Per fare questo lavoro in periodi così complicati occorre molta concentrazione. Nel reparto si svolgono quattro turni completi: uno nella terapia intensiva Covid, due nei non Covid e uno in subintensiva Covid. Siete stanchi per tutta questa situazione? “È il mio compito – risponde il dottore -. Saremo stanchi quando tutto sarà finito. I miei sono sempre qua (e il primario pure, ma non lo dice, ndr). Siamo sempre sul pezzo. Ho bisogno di tutti in questo momento. E poi questo lavoro uno se lo porta a casa. Stiamo tirando da marzo come pochi. I malati più gravi arrivano da noi. E noi diciamo di sì a tutti”.

Il virus sta mettendo in difficoltà gli ospedali? “Nella prima ondata ha coinvolto subito le rianimazioni. Ora noi non soffriamo, ma i malati che arrivano qua non riescono poi più ad andare nei reparti. Percorso sporco e pulito qui convivono e portiamo avanti tutti. Ma dopo un intervento per il quale si chiede il ricovero qui da noi, poi non si riesce più a trovare un posto letto nei rispettivi reparti”.

Vede una luce in fondo al tunnel? “Sempre. Nel nostro mestiere dobbiamo mantenere questo atteggiamento.

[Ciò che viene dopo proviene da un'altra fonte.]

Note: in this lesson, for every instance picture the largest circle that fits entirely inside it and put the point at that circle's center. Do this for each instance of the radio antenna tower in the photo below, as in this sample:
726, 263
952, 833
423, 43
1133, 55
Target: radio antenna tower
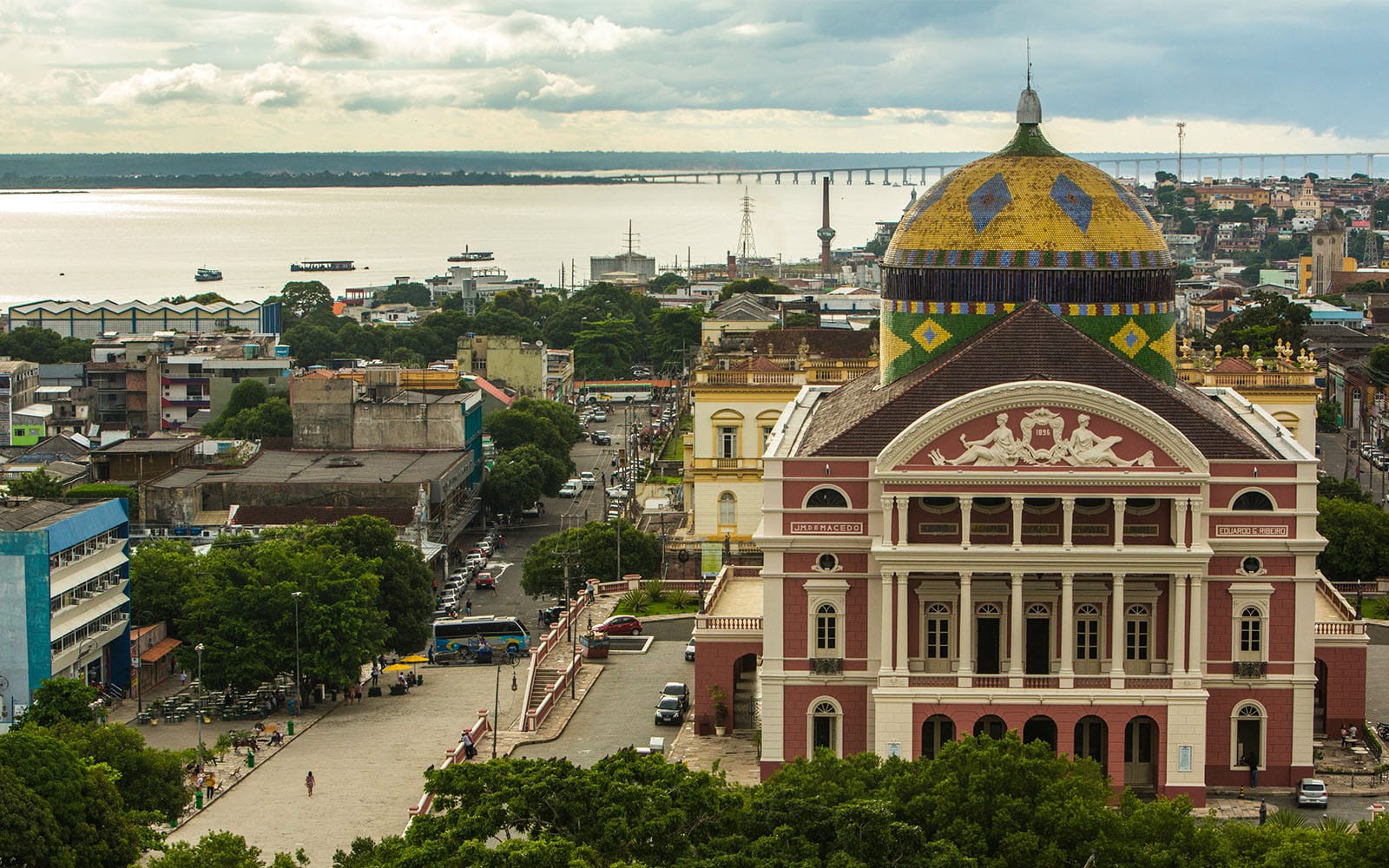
1181, 135
747, 247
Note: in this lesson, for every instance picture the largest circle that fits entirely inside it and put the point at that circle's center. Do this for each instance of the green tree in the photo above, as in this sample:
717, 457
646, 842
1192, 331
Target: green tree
511, 486
59, 700
148, 779
1358, 539
1268, 319
28, 830
94, 828
302, 298
221, 851
36, 483
161, 574
595, 548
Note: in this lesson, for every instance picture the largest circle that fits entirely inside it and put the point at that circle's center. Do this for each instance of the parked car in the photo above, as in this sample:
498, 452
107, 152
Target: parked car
680, 691
668, 710
1310, 791
620, 625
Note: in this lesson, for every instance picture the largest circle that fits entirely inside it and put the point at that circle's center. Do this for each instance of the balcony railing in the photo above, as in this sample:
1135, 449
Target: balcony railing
1250, 668
826, 666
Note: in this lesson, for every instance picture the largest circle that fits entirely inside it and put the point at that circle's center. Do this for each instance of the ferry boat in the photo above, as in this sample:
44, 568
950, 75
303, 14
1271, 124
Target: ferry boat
471, 256
323, 266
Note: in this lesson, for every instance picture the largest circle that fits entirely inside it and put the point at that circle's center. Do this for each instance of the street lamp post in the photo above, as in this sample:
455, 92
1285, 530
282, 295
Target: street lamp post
299, 694
497, 700
198, 708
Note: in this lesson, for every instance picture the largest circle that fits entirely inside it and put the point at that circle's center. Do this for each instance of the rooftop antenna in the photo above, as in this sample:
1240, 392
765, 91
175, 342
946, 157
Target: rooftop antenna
747, 247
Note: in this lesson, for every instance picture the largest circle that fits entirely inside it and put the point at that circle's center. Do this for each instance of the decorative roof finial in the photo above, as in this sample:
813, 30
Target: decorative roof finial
1030, 108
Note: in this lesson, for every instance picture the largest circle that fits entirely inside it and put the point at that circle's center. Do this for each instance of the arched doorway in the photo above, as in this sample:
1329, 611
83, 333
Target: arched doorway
1141, 752
745, 694
935, 733
1319, 703
1092, 738
991, 726
1039, 729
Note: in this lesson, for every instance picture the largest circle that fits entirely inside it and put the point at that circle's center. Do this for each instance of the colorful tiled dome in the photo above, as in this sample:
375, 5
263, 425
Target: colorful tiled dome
1028, 224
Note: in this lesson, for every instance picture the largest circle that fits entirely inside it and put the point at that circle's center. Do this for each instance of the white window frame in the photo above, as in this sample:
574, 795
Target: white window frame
826, 592
826, 707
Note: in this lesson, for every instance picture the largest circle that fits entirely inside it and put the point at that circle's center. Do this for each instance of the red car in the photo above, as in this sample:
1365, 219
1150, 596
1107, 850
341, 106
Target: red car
620, 625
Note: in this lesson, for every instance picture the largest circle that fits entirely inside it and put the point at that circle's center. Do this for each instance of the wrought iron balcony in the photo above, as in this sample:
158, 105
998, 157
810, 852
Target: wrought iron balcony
826, 666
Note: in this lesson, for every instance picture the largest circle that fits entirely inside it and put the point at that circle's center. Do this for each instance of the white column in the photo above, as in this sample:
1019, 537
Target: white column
1067, 629
888, 622
965, 629
1117, 631
1177, 587
903, 625
1198, 608
1016, 632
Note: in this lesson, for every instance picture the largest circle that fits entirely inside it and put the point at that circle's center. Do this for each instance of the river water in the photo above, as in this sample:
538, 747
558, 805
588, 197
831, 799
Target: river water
127, 245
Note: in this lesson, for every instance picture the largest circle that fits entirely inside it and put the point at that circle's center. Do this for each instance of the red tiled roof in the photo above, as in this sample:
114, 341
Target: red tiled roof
861, 417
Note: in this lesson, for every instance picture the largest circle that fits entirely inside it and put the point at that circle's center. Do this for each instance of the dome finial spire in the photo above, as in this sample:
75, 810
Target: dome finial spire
1030, 108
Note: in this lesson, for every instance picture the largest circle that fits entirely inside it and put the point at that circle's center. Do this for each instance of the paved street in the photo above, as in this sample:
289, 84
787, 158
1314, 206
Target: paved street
618, 710
367, 759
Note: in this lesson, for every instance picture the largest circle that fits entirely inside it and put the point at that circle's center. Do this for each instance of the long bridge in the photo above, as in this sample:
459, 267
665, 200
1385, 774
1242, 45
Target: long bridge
1194, 167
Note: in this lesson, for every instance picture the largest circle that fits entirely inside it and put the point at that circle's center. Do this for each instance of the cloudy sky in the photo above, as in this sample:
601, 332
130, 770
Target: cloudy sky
802, 76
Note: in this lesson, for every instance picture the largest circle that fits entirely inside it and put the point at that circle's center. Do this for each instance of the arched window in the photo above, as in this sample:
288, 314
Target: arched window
938, 632
826, 726
1252, 631
826, 629
935, 733
1087, 632
1247, 736
1136, 634
826, 499
1254, 502
727, 510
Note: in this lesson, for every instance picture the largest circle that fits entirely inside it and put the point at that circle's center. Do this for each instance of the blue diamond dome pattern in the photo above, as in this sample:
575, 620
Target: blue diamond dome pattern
1076, 201
988, 201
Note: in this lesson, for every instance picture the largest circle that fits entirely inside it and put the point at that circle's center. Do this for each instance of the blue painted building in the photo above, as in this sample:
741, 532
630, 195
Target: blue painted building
64, 601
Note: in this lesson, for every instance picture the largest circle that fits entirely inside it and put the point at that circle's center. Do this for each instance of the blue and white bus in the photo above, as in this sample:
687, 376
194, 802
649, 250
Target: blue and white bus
497, 632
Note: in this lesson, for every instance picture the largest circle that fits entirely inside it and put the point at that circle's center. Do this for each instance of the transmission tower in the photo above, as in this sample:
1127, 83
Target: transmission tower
1181, 136
747, 247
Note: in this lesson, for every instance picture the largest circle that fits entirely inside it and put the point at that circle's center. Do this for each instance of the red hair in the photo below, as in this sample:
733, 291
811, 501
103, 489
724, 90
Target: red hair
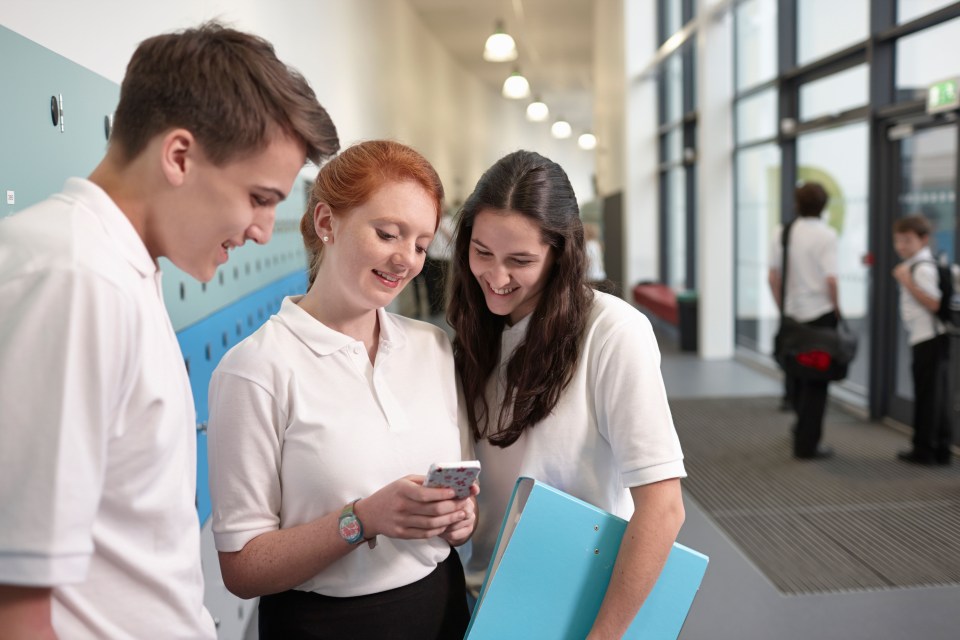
351, 178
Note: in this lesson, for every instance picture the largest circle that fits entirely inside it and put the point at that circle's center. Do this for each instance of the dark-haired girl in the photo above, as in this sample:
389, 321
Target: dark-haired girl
561, 383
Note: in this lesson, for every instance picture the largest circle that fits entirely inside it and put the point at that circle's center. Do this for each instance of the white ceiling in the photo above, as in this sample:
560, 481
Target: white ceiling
554, 40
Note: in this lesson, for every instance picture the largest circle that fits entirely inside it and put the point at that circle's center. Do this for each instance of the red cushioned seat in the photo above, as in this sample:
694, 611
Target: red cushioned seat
659, 299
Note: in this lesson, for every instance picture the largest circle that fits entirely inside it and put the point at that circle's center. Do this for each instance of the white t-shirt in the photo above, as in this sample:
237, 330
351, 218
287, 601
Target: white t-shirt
98, 461
302, 423
812, 256
920, 323
595, 270
610, 430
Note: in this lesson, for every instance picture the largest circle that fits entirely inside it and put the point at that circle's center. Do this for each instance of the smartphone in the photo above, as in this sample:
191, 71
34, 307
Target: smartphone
455, 475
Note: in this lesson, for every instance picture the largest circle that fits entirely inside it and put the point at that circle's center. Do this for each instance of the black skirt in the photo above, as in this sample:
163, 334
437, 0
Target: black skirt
432, 608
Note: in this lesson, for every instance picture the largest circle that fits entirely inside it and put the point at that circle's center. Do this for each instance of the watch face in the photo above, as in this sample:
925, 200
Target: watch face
350, 529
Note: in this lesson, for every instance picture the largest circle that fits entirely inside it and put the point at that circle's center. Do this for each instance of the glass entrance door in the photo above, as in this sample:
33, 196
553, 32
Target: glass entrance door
925, 182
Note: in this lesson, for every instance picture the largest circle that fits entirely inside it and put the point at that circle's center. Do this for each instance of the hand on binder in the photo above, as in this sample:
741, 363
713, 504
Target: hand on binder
551, 567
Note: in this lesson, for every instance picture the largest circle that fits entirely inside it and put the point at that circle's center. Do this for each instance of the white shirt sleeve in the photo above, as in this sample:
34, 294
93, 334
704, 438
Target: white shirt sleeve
775, 256
631, 405
244, 448
926, 277
828, 255
66, 340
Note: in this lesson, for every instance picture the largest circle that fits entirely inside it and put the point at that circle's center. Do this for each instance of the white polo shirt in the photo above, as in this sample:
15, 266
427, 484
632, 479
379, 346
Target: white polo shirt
302, 423
98, 432
611, 429
812, 259
920, 323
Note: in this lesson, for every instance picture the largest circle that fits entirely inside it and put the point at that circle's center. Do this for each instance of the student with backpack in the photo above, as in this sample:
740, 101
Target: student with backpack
920, 302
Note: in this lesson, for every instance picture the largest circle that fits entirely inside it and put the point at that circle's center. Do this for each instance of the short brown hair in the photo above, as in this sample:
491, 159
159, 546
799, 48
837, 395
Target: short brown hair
810, 199
350, 179
914, 223
224, 86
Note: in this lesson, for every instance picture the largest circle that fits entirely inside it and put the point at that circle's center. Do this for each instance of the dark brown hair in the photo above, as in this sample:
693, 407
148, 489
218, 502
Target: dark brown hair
351, 178
914, 223
543, 365
224, 86
810, 199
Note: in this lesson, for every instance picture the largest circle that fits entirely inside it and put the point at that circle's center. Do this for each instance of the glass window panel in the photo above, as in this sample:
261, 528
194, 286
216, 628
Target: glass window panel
677, 228
757, 215
673, 88
672, 16
928, 175
827, 26
672, 149
927, 57
837, 158
756, 48
757, 117
834, 94
907, 10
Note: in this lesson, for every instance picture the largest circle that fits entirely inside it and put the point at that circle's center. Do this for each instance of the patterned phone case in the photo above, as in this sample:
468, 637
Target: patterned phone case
456, 475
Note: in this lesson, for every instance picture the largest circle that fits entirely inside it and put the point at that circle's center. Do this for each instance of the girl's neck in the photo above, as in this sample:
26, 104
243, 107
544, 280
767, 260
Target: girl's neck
331, 310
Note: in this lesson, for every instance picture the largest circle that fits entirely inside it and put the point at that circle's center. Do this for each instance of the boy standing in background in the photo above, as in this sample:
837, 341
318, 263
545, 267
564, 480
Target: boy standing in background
929, 344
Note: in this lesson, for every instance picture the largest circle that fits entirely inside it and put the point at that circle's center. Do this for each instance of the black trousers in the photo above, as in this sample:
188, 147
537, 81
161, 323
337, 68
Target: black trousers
433, 608
931, 408
810, 403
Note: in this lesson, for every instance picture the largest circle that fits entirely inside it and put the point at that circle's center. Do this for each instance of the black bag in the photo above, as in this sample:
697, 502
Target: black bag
814, 353
808, 352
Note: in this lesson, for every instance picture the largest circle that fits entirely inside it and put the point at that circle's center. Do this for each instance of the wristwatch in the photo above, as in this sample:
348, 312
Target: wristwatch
351, 529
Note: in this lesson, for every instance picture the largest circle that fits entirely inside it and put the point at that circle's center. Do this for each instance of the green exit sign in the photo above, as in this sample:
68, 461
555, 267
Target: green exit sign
943, 96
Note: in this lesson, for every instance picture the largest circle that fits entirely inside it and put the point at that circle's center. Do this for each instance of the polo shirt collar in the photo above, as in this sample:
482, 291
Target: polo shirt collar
323, 340
115, 223
924, 254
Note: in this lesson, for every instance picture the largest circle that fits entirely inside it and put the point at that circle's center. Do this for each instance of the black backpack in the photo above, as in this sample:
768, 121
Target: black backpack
947, 277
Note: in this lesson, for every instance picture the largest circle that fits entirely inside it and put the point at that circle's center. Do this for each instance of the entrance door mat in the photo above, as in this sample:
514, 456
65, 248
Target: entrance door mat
859, 521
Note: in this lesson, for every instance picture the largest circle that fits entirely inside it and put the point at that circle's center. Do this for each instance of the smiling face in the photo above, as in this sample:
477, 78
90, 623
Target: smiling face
216, 209
375, 249
510, 261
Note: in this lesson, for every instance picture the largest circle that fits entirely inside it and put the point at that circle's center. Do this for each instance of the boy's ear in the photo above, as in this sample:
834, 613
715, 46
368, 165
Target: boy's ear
177, 149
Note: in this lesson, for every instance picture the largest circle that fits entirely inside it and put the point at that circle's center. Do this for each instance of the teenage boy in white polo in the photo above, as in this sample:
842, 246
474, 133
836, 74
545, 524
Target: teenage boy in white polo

L’attività ordinaria ci dà tanta luce. Il Covid ha fatto emergere le fragilità del nostro sistema sanitario che non sarà mai solido, ma dovrà essere antifragile, andando a prestito dal libro di Nassim Taleb. Abbiamo il dovere di imparare dalle nostre fragilità. Dobbiamo riuscire a superarle. Se accusiamo un colpo, dobbiamo sempre rialzarci”.

Imparare dagli errori. “Agli ospedali servono letti e spazi – dice con forza Agnoletti -. Ci sono stati ridotti spazi e sono stati portati via letti. E dopo, se arriva una pandemia, siamo inadeguati. Abbiamo la migliore medicina nel mondo, ma la nostre tecnologie sono arretrate. Abbiamo valori importanti, infatti tutti vengono curati. Ma chiediamoci: perché non si trovano medici che vengano a lavorare qua? Questo è un bel mestiere che vale la pena fare, eppure… Avevamo questo piccolo credito che ora il Covid ha fatto svanire. Ed è un rischio evidente. Questa è la vera stanchezza. Qua nessuno si tirerà mai indietro. Noi non siamo né eroi né persone da disprezzare. Siamo qui per i pazienti e a difesa del servizio sanitario che vorremmo provare a ricostruire in maniera diversa”.